Na een mistig ritje van een klein uurtje arriveren we op het station van Ettelbrück, de startlocatie. Hier lever ik de sleutel van mijn auto in bij de organisatie die zorgt draagt voor het terugbrengen naar de finish in Maboge. We krijgen allemaal een tracker zodat we te volgen zijn voor het safety-team en het thuisfront. Als het dan inmiddels half 6 is geworden is iedereen klaar voor de start. Stef telt af en langzaam zet de groep zich in beweging. De Slam is begonnen.
In de aanloop naar dit evenement had ik al gehoord dat het een zwaar terrein zou zijn misschien nog wel zwaarder dan The Legends Trail in Maart. Al gauw merk ik inderdaad dat dit best wel weer eens een pittig tripje zou gaan worden. Het is continue naar boven of naar beneden. Van die klimmetjes waar geen eind aan lijkt te komen. Je kijkt naar boven en denkt de top te zien maar dan zit er net een knik in het pad en blijkt het nog veel verder door te gaan naar boven.
Ondanks het mistige weer is het al gauw warm. Het jasje verdwijnt al snel in de rugzak. De mist in combinatie met het langzaam opkomende zonnetje die zijn best doet de mist te verdrijven levert mooie beelden op. Bomen die spookachtig aan de horizon opdoemen maken dat ik het naar mijn zin heb. Waarschijnlijk zal het mij over een paar uur geen reet meer interesseren.

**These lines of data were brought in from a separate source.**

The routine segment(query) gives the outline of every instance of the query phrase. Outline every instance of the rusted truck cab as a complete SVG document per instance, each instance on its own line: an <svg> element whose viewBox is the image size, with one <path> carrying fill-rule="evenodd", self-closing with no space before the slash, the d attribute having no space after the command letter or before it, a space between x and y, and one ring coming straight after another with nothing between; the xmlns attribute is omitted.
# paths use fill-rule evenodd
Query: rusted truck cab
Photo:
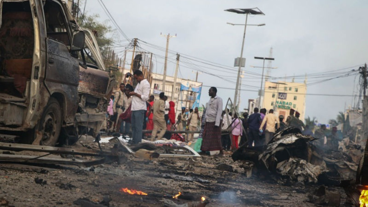
<svg viewBox="0 0 368 207"><path fill-rule="evenodd" d="M94 37L61 0L0 0L0 134L53 145L61 131L98 132L113 77Z"/></svg>

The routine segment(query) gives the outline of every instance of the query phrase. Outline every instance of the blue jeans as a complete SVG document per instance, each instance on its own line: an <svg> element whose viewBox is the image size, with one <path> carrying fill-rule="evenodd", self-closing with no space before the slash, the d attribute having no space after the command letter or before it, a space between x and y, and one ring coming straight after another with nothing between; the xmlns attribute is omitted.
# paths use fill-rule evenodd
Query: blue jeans
<svg viewBox="0 0 368 207"><path fill-rule="evenodd" d="M130 123L126 122L121 122L121 124L120 125L120 133L121 134L128 134L129 133L130 130Z"/></svg>
<svg viewBox="0 0 368 207"><path fill-rule="evenodd" d="M132 131L133 144L138 144L142 141L143 121L145 110L132 111Z"/></svg>

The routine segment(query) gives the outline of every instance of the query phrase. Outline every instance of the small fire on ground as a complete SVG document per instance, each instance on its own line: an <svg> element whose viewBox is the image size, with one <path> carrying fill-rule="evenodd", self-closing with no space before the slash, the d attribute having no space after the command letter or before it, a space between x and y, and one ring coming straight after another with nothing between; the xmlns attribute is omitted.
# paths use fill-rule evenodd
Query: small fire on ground
<svg viewBox="0 0 368 207"><path fill-rule="evenodd" d="M146 196L148 195L148 194L144 192L142 192L142 191L140 191L139 190L133 190L132 189L129 190L127 187L125 188L122 188L119 190L119 191L120 192L127 193L132 195L134 195L135 194L140 195L141 196Z"/></svg>
<svg viewBox="0 0 368 207"><path fill-rule="evenodd" d="M181 193L180 193L180 192L179 192L177 194L175 195L174 196L173 196L173 199L177 199L177 198L178 198L178 197L179 197L179 196L180 196L181 194Z"/></svg>
<svg viewBox="0 0 368 207"><path fill-rule="evenodd" d="M363 190L359 197L360 207L368 207L368 190Z"/></svg>
<svg viewBox="0 0 368 207"><path fill-rule="evenodd" d="M181 195L181 193L180 192L179 192L177 194L175 195L175 196L173 196L173 199L177 199L178 197L179 196L180 196L180 195ZM201 200L202 202L204 202L204 201L205 200L206 200L206 198L205 198L203 196L202 196L202 197L201 197ZM367 207L368 207L368 206L367 206Z"/></svg>

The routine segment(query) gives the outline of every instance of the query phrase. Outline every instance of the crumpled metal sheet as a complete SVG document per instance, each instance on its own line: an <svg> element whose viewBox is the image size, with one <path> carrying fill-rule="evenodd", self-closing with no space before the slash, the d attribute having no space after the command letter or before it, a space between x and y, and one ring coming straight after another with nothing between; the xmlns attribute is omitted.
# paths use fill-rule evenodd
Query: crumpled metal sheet
<svg viewBox="0 0 368 207"><path fill-rule="evenodd" d="M276 152L291 147L297 141L306 143L315 139L312 136L301 134L289 134L284 135L278 140L268 144L266 149L259 155L258 159L262 161L266 166L268 168L267 160Z"/></svg>
<svg viewBox="0 0 368 207"><path fill-rule="evenodd" d="M318 176L328 171L322 166L314 165L300 158L290 158L277 164L277 169L282 175L301 182L317 183Z"/></svg>

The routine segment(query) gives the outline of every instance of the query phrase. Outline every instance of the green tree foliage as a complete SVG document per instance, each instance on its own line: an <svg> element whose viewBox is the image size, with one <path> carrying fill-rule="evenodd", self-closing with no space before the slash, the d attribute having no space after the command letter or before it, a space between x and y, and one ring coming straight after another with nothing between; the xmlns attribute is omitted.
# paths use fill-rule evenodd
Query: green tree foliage
<svg viewBox="0 0 368 207"><path fill-rule="evenodd" d="M309 126L309 129L313 130L315 126L314 123L316 122L316 117L313 117L313 119L311 119L308 116L308 117L304 119L304 120L305 121L305 125Z"/></svg>
<svg viewBox="0 0 368 207"><path fill-rule="evenodd" d="M328 121L328 123L333 127L339 125L339 123L337 123L336 119L330 119Z"/></svg>
<svg viewBox="0 0 368 207"><path fill-rule="evenodd" d="M113 38L108 36L109 35L112 35L114 31L107 24L108 21L98 21L99 17L99 15L96 14L92 15L85 14L79 17L78 24L81 27L88 28L93 32L100 50L103 53L114 42Z"/></svg>
<svg viewBox="0 0 368 207"><path fill-rule="evenodd" d="M336 117L336 120L339 124L344 124L346 121L345 117L345 114L343 112L340 112L337 115L337 117Z"/></svg>

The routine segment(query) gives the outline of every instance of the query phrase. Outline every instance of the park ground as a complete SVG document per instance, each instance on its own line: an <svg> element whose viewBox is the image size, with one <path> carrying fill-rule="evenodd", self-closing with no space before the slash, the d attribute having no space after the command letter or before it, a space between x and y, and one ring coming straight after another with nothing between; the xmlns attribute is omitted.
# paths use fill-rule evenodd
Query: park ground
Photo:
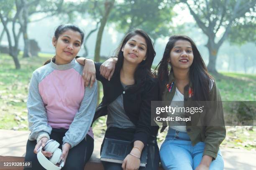
<svg viewBox="0 0 256 170"><path fill-rule="evenodd" d="M26 102L30 78L33 72L51 57L46 54L32 58L21 56L21 68L15 70L11 57L0 53L0 129L28 130ZM223 100L256 100L256 75L221 72L215 78ZM97 137L103 136L105 120L102 117L94 124ZM166 133L159 135L159 142L163 141ZM255 151L256 127L227 126L227 137L221 146Z"/></svg>

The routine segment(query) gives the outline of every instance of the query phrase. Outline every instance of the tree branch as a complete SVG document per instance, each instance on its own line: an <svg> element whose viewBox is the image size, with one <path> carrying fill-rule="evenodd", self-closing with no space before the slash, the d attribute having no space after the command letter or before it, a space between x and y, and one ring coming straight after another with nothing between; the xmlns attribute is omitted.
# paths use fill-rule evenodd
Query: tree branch
<svg viewBox="0 0 256 170"><path fill-rule="evenodd" d="M190 11L190 13L191 13L192 15L193 15L193 16L194 17L194 18L196 20L196 22L197 22L197 23L198 26L201 28L201 29L202 29L202 30L205 34L209 35L209 33L207 31L207 28L205 26L205 23L203 22L201 20L200 20L200 19L199 18L199 17L197 16L197 15L195 13L193 10L191 8L191 7L189 6L189 5L187 3L187 1L186 1L185 3L187 5L189 10L189 11Z"/></svg>

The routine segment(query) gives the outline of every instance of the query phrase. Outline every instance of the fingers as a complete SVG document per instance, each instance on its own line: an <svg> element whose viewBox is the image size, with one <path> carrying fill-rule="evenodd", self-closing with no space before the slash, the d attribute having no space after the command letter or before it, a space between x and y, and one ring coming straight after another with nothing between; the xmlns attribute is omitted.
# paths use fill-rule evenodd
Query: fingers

De vraag of ik het nog leuk heb zal ik over een paar uur standaard beantwoorden met: ”Nee, tuurlijk niet. Vind er geen zak aan. Zere voeten, misselijk, klote nachten, veel te weinig asfalt enz.” Het enige wat leuk is aan deze trails is het finishen. Binnen komen na 160 km afzien. Dat is een met geen pen te beschrijven, dat zijn dingen die je moet voelen. Dus we zetten de ene voet voor de andere en dat is de enige manier om bij die finish te komen. Zo ingewikkeld is het dus blijkbaar niet.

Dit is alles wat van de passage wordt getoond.